Learning transform invariant object recognition in the visual system with multiple stimuli present during training
Introduction
An important problem in understanding natural vision is how the brain can build invariant representations of individual objects even when multiple objects are present in a scene. What mechanisms enable the learning to proceed without the different objects interacting with each other to interfere with the learning of individual object representations? In this paper we describe and analyze an approach to this which relies on the statistics of natural environments. The approach takes account of the statistics that any object can be present with any one of a number of other objects or backgrounds during learning, with some statistical independence of any one object from other objects in the scene.
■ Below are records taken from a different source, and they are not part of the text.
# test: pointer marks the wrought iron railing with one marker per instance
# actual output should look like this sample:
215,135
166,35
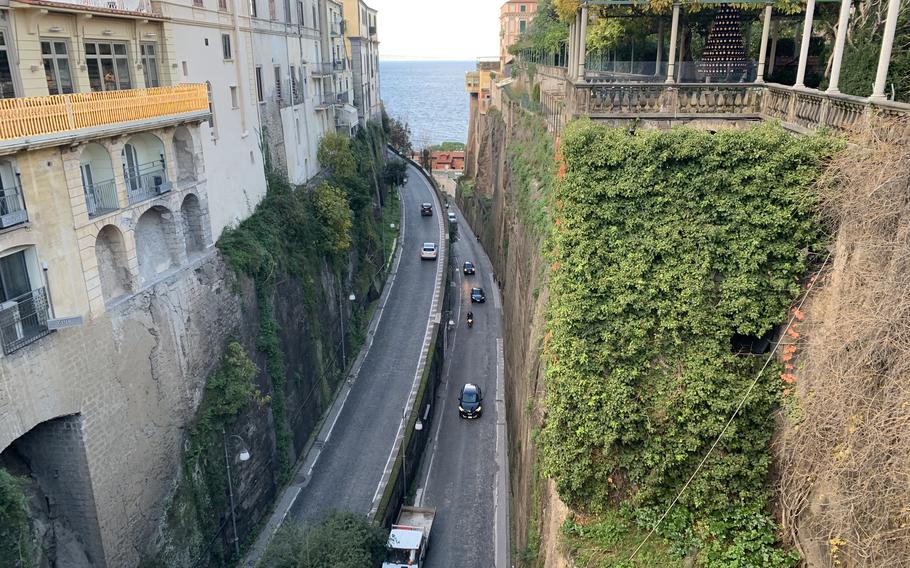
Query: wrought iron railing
12,207
146,182
23,320
101,198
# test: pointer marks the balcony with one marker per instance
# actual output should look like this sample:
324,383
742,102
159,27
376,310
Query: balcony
146,181
23,320
52,119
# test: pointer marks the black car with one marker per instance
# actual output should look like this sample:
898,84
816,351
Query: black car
469,401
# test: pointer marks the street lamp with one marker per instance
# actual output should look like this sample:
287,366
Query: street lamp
244,455
344,359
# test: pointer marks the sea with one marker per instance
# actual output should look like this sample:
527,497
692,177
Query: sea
429,96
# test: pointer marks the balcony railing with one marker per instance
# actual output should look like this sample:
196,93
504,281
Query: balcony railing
23,320
101,198
27,117
146,182
12,207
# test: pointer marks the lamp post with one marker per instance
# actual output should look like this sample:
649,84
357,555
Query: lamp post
244,455
344,359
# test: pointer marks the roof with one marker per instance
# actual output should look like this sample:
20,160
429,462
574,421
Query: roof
408,539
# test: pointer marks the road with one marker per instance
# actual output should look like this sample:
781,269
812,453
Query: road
351,462
459,470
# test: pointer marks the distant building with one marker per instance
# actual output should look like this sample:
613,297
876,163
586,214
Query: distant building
514,18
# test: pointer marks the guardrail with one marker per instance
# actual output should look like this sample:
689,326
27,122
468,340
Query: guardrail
412,442
33,116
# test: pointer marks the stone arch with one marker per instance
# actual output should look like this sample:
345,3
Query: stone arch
193,232
156,236
113,269
184,154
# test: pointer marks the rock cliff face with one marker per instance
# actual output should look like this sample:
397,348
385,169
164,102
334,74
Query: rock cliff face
488,197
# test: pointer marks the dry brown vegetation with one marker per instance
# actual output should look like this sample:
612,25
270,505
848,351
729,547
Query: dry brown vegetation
844,452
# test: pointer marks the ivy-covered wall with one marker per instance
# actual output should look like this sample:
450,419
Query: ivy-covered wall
666,246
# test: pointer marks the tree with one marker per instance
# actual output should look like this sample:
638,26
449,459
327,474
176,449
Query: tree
340,540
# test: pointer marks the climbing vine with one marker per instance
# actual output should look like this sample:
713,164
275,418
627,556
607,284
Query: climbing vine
666,245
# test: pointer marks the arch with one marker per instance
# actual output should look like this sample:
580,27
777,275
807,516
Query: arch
184,154
98,180
144,168
113,269
193,233
156,235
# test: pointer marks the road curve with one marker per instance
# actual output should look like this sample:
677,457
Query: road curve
350,465
463,472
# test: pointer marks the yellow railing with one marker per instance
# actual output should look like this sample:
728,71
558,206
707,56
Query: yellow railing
23,117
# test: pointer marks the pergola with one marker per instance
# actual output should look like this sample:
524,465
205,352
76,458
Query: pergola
577,47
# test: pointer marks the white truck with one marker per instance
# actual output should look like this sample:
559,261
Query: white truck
409,537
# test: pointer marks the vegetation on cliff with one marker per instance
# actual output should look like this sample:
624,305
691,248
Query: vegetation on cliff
666,246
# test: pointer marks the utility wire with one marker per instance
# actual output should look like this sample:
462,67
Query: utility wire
735,412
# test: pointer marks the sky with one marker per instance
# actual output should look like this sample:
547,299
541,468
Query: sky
455,30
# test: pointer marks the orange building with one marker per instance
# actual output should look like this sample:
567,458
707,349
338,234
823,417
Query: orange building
514,18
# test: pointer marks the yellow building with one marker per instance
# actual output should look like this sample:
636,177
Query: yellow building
100,162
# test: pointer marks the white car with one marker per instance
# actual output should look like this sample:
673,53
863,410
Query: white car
428,251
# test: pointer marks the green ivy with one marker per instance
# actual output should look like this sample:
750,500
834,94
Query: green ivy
666,245
15,526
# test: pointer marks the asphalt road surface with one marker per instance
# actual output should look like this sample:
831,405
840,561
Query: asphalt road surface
347,473
458,474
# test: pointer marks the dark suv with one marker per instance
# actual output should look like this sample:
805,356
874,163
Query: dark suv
469,401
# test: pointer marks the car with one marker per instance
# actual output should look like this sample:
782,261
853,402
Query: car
428,251
470,401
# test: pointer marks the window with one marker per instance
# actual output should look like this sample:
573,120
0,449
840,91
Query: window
226,46
108,66
293,73
259,93
7,91
57,67
208,90
278,82
149,52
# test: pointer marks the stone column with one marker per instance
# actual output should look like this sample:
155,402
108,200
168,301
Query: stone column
660,46
842,22
583,42
766,27
671,56
884,56
804,45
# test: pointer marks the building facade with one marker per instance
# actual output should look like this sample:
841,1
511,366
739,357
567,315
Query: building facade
363,49
514,18
131,135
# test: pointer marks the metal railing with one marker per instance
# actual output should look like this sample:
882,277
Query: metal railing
146,182
12,207
24,117
101,198
23,320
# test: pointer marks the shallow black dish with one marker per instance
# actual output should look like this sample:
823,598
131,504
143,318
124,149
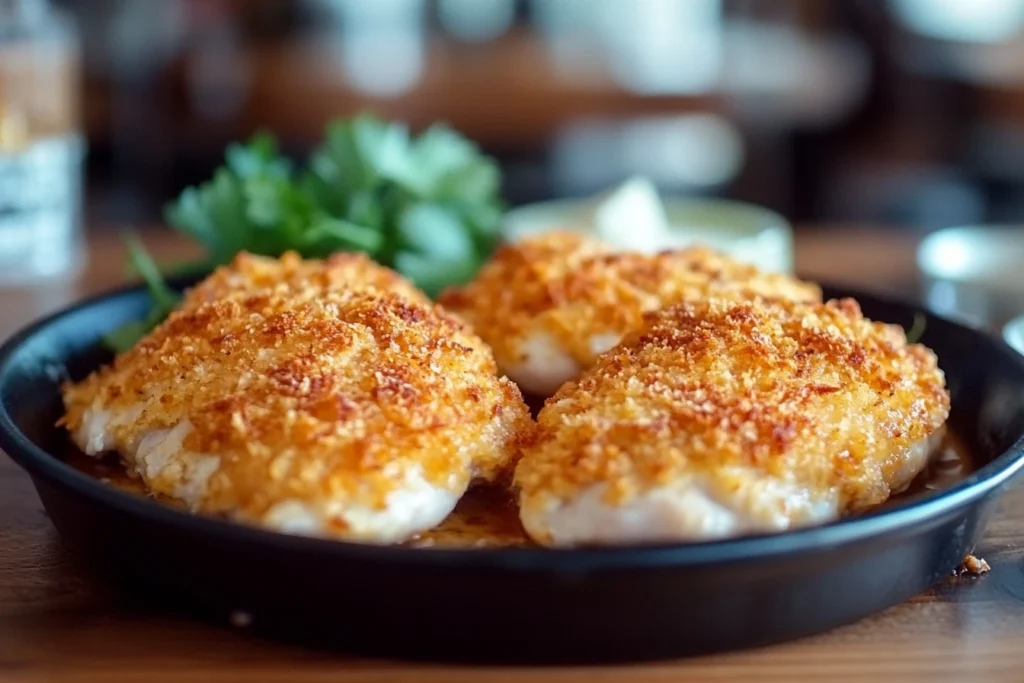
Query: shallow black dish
516,605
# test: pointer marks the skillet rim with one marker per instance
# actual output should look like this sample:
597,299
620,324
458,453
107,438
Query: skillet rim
902,518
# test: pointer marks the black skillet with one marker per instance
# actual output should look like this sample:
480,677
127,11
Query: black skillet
515,605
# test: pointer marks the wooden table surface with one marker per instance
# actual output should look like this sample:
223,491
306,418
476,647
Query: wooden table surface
57,624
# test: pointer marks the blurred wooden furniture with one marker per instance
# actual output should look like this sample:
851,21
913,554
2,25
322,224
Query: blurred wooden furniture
59,624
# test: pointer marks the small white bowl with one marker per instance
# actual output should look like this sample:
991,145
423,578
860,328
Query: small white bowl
745,231
1013,333
974,272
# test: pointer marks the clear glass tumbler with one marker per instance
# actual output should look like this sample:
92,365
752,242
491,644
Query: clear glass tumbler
41,146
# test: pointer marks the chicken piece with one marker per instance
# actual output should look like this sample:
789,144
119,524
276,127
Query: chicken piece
550,305
721,418
356,415
339,272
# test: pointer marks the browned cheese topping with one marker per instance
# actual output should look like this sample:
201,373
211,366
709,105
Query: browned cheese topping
305,391
573,288
812,393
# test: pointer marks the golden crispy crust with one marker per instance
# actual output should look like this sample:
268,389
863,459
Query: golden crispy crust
339,272
313,393
813,393
573,288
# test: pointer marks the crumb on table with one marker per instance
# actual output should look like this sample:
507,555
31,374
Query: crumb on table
973,565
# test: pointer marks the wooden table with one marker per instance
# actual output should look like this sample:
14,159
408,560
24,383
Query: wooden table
57,624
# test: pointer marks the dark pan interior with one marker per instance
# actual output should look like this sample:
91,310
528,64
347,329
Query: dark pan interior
517,604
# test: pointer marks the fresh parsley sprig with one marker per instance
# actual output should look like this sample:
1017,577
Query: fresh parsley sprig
427,206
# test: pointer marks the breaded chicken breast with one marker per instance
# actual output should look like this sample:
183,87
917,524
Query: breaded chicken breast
358,415
721,418
339,272
550,305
Over successive stages, the visual system develops neurons that respond with view, size and position (translation) invariance to objects or faces (Desimone, 1991, Perrett and Oram, 1993, Rolls, 1992, Rolls, 2000, Rolls and Deco, 2002, Tanaka et al., 1991). For example, it has been shown that the inferior temporal visual cortex has neurons that respond to faces and objects with translation (Ito et al., 1995, Kobotake and Tanaka, 1994, Op de Beeck and Vogels, 2000, Tovee et al., 1994), size (Ito et al., 1995, Rolls and Baylis, 1986), and view (Booth and Rolls, 1998, Hasselmo et al., 1989) invariance. Such invariant representations, once learned by viewing a number of the transforms of the object, are then useful in the visual system for allowing one-trial learning of, for example, the stimulus–reward association of the object, to generalize to other transforms of the same object (Rolls, 2005, Rolls and Deco, 2002).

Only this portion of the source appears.